Last week, mortgage rates dropped below 8%, marking a significant decrease. Despite staying high, they plunged the fastest in 16 months, indicating a notable shift in the housing market.
In response to the decline in fixed mortgage rates, Chief Economist Mark Fleming from First American shares insights on what might motivate homeowners to enter the US housing market.
Mark Fleming acknowledged the substantial weekly shift in mortgage rates. He emphasized that even at 7.6%, it remains comparatively high compared to rates from just a few years ago.
Despite this, there is a sense of contentment as it represents a notable drop from the 8% mark. He says discussions about the Federal Reserve potentially halting rate cuts signal a returning sense of certainty to the market.
Mark Flemming’s outlook on the Mortgage rates
Fleming mentioned to Yahoo Finance that there are psychological benchmarks tied to key numbers. He highlighted the positive impact of mortgage rates dropping below 7%.
In Fleming’s view, mortgage rates dropping to below 6% or within the 5% range could prompt people to consider moving despite having relatively lower current rates.
Mark expressed optimism, suggesting that there might be further reductions in rates in the coming months. He conveyed a willingness to welcome any relief in the current market conditions.
Usually, the housing market is the first to dip into a recession when the Fed increases rates and the first to recover. However, this time is somewhat different.
Due to many people securing exceptionally low rates, the limited housing inventory is crucial in maintaining elevated prices.
Even with a slight rate decrease, Mark doubts it will alter the supply shortage dynamics.
Currently, 90% of mortgaged homeowners enjoy rates below 6%, and he doesn’t anticipate seeing a 6% rate anytime soon.
For potential homebuyers, the positive aspect is that real estate often takes the lead in responding to Federal Reserve movements, offering insights into market trends.
Whitney anticipates a housing market shift in 2024
Renowned analyst Meredith Whitney, famed for foreseeing the 2008 financial crisis, is now forecasting significant shifts in the housing market, with her predictions pointing towards dramatic changes set to commence in 2024.
She predicts a reversal of the current trends, foreseeing a decline in prices and an increase in the supply of homes for sale. It would be a shift that could alleviate the challenges many Americans currently face in home-buying.
Referring to AARP estimates, Whitney highlights that 51% of individuals over 50, a demographic owning over 70% of US homes, are poised to downsize to smaller residences. This potential shift could introduce more than 30 million housing units in the market.
Anticipating a significant change in the supply-demand dynamic, Whitney mentioned that the shift is expected to commence late next year, extending into 2025.

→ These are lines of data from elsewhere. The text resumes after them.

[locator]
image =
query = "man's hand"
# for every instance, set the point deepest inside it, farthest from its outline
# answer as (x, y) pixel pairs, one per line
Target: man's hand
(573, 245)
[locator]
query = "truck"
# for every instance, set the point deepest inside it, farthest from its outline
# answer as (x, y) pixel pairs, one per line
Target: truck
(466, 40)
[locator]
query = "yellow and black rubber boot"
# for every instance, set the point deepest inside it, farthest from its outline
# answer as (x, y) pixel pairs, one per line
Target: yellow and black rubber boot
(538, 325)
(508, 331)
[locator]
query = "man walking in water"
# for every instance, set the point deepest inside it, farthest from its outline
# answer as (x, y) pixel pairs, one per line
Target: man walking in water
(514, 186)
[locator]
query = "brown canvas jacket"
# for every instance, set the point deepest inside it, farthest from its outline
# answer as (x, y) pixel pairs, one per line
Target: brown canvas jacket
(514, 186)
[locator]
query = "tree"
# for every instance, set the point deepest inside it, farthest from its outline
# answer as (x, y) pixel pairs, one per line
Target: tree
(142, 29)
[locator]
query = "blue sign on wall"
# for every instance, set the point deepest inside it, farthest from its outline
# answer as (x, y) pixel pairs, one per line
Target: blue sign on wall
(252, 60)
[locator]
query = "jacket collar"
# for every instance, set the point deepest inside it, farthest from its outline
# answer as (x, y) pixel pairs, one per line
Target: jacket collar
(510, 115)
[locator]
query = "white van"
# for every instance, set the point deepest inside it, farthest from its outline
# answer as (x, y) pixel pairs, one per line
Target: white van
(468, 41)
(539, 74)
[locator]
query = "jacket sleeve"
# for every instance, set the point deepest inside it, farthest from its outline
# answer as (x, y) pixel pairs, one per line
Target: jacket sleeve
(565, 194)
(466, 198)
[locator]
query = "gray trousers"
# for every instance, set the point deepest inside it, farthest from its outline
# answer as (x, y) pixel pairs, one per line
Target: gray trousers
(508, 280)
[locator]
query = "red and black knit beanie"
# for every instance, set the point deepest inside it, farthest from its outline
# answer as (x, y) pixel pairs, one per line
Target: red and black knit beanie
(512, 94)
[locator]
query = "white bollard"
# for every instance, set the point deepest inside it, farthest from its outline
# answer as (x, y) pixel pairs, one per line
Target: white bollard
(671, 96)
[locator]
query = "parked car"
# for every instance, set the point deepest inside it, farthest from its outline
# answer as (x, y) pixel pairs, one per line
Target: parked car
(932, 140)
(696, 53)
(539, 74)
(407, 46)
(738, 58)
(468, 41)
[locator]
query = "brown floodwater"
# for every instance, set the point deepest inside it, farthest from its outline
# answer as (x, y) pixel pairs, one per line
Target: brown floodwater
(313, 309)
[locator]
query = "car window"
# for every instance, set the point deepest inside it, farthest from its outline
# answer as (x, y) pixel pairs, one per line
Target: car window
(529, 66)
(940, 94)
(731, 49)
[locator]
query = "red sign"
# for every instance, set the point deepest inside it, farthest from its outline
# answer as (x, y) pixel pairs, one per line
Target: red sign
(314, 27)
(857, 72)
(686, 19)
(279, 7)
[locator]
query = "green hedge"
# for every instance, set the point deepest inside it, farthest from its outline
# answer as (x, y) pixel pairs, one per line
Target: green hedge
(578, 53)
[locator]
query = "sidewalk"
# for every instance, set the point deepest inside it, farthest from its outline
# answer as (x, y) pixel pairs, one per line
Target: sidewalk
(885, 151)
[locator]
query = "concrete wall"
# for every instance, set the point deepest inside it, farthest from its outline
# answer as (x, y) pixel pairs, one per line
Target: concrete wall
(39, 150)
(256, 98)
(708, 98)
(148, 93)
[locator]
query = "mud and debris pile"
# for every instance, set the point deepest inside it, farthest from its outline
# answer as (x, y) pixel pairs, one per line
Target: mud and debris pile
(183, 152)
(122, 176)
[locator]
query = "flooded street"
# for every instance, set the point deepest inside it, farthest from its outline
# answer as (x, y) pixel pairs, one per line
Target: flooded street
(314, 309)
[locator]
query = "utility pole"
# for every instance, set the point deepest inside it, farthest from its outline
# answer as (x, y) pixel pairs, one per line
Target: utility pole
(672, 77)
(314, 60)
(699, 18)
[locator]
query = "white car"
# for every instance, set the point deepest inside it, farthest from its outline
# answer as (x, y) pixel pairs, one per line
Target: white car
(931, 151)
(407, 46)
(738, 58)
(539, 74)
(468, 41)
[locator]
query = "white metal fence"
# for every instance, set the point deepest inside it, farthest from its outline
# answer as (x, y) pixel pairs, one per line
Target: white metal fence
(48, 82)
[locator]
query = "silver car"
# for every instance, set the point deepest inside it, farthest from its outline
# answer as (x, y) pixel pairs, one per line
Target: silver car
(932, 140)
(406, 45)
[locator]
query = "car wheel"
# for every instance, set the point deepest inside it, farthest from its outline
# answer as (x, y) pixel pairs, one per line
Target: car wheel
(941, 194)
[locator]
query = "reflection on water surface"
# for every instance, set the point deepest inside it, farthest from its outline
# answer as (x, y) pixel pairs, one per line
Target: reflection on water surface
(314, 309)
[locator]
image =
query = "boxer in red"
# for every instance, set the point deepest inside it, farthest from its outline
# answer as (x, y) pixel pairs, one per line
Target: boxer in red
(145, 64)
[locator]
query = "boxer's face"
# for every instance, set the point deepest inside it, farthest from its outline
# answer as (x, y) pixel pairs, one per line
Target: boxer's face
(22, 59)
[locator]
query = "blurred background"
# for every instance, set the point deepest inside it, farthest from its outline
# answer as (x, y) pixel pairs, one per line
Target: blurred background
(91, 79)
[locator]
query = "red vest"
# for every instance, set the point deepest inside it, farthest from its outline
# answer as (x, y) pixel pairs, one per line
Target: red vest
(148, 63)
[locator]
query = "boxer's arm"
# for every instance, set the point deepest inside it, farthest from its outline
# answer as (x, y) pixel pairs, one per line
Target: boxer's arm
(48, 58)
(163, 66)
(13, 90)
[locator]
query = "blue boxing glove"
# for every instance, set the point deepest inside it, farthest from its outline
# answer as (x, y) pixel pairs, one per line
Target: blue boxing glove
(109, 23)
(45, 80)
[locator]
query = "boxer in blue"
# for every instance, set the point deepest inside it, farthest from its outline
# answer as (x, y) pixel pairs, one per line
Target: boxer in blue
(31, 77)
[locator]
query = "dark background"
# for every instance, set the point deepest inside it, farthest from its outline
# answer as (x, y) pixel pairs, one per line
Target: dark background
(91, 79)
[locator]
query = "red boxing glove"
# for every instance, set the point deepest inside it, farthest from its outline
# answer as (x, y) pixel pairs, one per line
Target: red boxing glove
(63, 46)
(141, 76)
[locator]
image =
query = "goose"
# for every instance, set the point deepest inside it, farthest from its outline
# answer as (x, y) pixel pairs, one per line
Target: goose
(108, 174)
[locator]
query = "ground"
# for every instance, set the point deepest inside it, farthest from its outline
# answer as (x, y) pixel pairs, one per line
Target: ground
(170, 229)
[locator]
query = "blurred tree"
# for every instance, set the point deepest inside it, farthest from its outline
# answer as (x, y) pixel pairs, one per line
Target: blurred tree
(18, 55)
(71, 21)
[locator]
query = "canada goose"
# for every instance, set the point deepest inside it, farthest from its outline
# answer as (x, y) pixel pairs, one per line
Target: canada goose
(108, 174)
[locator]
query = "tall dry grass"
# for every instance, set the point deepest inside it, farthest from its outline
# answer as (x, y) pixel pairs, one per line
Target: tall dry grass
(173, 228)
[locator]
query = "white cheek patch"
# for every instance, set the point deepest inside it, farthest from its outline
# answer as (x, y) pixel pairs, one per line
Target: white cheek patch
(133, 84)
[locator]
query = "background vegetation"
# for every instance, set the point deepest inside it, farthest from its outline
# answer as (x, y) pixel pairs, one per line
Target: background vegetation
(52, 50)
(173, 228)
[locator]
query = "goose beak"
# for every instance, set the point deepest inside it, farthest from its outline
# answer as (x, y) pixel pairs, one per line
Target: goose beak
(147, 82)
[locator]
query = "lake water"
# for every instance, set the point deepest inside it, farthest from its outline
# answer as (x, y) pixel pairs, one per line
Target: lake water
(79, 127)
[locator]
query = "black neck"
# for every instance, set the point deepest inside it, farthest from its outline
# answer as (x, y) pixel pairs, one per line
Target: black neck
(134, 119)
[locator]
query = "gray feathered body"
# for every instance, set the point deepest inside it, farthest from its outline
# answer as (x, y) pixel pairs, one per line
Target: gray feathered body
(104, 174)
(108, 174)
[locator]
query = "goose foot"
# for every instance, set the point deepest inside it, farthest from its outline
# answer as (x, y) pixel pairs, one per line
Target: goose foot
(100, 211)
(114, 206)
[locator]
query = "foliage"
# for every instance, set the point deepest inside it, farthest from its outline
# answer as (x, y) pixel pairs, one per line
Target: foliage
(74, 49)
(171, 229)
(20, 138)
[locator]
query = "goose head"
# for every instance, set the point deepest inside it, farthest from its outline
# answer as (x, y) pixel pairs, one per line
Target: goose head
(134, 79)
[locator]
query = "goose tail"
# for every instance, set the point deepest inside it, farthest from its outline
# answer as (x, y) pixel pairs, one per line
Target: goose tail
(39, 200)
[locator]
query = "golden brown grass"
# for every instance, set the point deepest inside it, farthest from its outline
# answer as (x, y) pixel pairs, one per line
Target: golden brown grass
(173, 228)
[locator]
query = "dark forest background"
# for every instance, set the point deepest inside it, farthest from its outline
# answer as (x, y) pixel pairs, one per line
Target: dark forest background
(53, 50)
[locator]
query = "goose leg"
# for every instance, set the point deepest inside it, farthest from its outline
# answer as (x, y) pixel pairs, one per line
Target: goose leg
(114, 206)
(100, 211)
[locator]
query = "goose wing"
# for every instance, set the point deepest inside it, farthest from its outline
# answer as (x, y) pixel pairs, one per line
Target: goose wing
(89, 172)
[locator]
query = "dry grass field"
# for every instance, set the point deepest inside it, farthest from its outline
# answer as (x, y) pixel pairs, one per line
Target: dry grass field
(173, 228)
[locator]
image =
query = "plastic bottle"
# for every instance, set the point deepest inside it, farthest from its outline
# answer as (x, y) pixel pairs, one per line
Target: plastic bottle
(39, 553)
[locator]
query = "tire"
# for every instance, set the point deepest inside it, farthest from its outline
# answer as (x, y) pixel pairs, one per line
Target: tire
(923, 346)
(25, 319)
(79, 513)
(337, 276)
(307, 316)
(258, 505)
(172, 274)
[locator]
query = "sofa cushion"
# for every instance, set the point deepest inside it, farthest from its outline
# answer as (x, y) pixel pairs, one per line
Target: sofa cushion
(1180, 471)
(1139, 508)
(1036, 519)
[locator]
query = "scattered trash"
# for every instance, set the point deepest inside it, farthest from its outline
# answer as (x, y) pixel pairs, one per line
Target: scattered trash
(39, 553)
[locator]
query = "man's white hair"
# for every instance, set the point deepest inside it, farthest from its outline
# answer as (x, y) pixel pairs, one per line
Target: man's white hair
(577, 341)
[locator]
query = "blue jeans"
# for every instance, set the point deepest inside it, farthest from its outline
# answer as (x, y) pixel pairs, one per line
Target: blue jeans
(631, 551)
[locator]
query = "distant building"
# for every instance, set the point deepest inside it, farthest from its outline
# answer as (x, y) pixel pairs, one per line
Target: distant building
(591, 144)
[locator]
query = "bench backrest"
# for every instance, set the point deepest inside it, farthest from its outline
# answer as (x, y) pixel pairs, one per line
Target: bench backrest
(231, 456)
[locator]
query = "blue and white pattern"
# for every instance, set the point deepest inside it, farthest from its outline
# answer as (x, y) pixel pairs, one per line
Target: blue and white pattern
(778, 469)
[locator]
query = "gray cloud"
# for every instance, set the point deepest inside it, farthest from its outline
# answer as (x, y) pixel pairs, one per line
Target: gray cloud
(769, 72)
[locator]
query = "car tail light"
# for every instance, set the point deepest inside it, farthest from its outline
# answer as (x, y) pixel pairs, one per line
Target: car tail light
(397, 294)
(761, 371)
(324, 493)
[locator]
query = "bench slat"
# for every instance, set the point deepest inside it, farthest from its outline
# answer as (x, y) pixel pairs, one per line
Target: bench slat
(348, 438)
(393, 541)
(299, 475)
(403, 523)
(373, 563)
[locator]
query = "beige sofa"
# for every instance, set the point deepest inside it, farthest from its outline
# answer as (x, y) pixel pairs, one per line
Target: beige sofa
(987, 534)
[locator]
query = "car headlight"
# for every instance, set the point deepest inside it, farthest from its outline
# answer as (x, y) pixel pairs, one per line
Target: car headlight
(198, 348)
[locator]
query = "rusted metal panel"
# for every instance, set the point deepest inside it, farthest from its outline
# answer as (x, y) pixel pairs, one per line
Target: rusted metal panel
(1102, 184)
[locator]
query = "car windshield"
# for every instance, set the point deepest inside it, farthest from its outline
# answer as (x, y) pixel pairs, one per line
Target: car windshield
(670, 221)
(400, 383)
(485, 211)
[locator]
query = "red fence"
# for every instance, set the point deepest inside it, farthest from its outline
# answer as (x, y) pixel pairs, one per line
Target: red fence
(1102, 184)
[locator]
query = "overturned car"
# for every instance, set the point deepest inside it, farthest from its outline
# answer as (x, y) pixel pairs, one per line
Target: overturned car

She characterizes it as a multi-decade cycle, emphasizing the substantial home equity Americans hold and posing the question of when they will choose to access it.
Mortgage rates dip, igniting a surge in demand and favorable loan terms
Last week marked the most significant one-week decline in mortgage rates over a year, leading to the first upswing in mortgage demand in a month.
According to the Mortgage Bankers Association’s seasonally adjusted index, total mortgage application volume increased by 2.5% compared to the previous week.
The average contract interest rate for 30-year fixed-rate mortgages, within conforming loan balances of $726,200 or less, dropped to 7.61% from 7.86%.
This decrease was accompanied by a decline in points to 0.69 from 0.73 (including the origination fee) for loans with a 20% down payment.